To share these findings with a wider audience, in a collaboration with Act With Love, Oli again used an innovative and creative approach: developing a comic strip and animation that illustrate the key messages from the paper. The COVID-19 pandemic hit during Oli’s fellowship, but this led him to find new opportunities, including editing a two-volume Policy Press book on COVID-19 and co-production in health and social care research, policy and practice. Alongside academic publications Oli prioritised communicating his fellowship research in ways that would help to reach a wider audience – this included a two part episode on ‘That Co-production Podcast’ hosted by the NIHR; an episode for ‘The Qualitative Open Mic Podcast’ hosted by the Qualitative Applied Health Research Centre; and an episode of the ‘Conversations about Co-production’ vlog hosted by the Advanced Wellbeing Research Centre.

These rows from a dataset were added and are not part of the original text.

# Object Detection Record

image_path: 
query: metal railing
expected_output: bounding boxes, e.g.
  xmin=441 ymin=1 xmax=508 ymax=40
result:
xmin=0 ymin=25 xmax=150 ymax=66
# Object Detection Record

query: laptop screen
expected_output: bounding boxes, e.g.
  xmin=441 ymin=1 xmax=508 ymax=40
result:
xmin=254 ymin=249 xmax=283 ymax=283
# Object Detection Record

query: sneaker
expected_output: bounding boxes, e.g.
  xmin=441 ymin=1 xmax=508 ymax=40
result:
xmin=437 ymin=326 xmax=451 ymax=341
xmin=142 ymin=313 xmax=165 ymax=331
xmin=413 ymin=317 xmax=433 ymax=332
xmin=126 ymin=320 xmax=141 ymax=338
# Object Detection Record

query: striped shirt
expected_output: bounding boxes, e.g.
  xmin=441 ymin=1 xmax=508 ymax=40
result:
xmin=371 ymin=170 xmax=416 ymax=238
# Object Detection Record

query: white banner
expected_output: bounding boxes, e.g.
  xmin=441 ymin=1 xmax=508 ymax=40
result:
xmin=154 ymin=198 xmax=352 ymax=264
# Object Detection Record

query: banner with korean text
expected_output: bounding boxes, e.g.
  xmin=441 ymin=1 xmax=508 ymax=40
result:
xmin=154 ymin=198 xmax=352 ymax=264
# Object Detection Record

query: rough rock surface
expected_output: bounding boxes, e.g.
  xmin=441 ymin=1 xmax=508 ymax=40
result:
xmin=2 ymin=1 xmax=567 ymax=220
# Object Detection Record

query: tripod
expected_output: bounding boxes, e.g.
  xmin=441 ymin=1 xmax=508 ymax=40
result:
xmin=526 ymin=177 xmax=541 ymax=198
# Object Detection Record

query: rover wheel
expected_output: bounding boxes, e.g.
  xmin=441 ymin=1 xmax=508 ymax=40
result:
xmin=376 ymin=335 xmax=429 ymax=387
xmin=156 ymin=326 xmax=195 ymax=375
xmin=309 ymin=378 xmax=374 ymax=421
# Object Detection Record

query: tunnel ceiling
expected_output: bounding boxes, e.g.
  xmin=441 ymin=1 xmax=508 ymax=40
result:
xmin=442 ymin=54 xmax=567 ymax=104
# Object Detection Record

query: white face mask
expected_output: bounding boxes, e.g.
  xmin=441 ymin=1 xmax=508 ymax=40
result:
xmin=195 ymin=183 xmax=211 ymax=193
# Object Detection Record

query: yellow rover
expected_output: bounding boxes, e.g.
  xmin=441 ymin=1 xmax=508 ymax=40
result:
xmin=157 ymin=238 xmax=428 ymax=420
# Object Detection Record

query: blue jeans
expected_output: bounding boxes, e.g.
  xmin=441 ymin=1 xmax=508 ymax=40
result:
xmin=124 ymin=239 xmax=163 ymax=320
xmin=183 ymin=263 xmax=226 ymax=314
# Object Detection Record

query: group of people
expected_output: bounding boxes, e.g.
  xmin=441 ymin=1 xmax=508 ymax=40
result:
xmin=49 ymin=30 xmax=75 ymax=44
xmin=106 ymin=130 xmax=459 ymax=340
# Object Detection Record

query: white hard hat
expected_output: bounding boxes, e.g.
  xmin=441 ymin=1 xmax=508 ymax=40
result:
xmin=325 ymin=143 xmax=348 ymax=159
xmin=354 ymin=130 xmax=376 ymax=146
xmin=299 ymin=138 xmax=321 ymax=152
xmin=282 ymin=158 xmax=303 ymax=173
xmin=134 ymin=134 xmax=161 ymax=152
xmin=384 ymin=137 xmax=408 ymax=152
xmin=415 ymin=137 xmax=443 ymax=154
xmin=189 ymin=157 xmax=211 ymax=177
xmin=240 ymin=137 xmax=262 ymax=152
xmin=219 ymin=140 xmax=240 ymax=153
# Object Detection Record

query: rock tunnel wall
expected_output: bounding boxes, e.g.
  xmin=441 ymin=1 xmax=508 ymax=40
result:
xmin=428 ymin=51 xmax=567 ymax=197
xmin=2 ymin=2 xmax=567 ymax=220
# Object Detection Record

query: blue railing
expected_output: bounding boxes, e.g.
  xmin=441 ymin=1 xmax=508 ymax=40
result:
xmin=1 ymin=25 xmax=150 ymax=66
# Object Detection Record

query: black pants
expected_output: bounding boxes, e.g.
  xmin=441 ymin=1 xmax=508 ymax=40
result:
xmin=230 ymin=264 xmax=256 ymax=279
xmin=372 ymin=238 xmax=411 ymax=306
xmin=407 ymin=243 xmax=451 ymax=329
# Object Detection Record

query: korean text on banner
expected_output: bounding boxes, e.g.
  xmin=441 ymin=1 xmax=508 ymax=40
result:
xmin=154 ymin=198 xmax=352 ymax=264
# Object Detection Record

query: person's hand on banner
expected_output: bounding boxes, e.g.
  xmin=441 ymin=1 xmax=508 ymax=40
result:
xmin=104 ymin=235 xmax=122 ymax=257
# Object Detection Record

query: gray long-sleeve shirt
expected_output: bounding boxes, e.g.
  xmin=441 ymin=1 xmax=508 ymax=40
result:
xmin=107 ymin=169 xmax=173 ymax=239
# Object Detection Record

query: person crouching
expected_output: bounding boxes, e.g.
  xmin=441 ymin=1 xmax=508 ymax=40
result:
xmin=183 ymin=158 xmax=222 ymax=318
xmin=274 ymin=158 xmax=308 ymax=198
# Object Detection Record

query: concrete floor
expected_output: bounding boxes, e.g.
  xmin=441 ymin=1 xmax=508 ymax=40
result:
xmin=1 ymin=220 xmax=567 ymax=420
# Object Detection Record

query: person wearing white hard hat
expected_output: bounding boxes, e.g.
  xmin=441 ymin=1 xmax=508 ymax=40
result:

Through the lifetime of his fellowship, Oli has become an expert and thought leader on participatory research and co-production, and with colleagues has secured over £500,000 of research funding for related projects, enabling him to build on this incredibly important area of research. Oli’s fellowship gave him a wide range of opportunities to develop his expertise in this area and to develop his research networks, and he has now moved into a mid-career role, with a permanent position at King’s College London as a lecturer in co-designing healthcare interventions – a post that sees him directly supervising four students, including Helen West, a new THIS Institute PhD fellow. Building capacity in healthcare improvement research is critical and Oli has been able to nurture and develop a team with different backgrounds and disciplines to contribute to this field.